36th Division in World War II


This panoramic view from Mt. Trocchio looks out onto the broad Liri Valley. The Rapido River running generally north-to-south from Cassino to the Garigliano River formed the German line of defense blocking entrance into the Liri Valley. It was across this open ground that the 36th Division stabbed vainly in an attempt to secure a bridgehead and capture San Angelo during the two-day period after nightfall of January 20 1944.

Although only about 15 yard's wide, the Rapido River was a swift-running, mountain-fed gorge. Its steep banks drop off sharply, and in the center its depth is often 15 feet. A haze of chemical smoke hung over the valley during the operation.

The attack of the 141st Infantry crossed at the S bend, seen in both views top and bottom (bottom view is a continuation of the top).

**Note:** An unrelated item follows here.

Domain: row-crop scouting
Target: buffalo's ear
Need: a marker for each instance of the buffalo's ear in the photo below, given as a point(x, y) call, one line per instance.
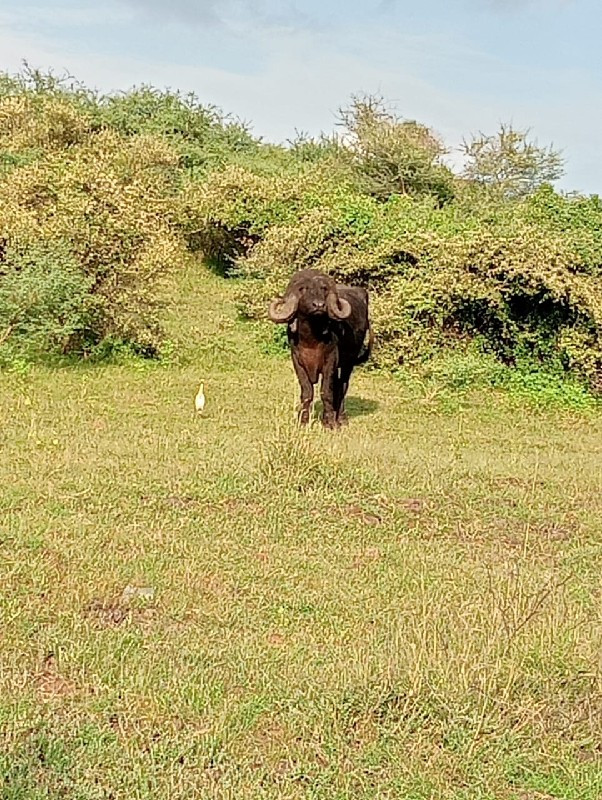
point(338, 307)
point(283, 309)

The ruins of San Angelo along the Rapido edge can be seen in the upper left. The 143rd Infantry attempted to cross farther south, out of the picture on the left. Those men who succeeded in crossing bore the brunt of the Germans' vicious mortar and artillery fire while trapped in the low flatland. German counterattacks in strength during afternoon of the second day were beaten off until ammunition ran out. The sound of American weapons gradually faded into the night A few survivors swam the icy waters to return.

Cassino, German stronghold at the base of Mt. Cairo, which the Rapido attack purposed to outflank, is in the lower right view.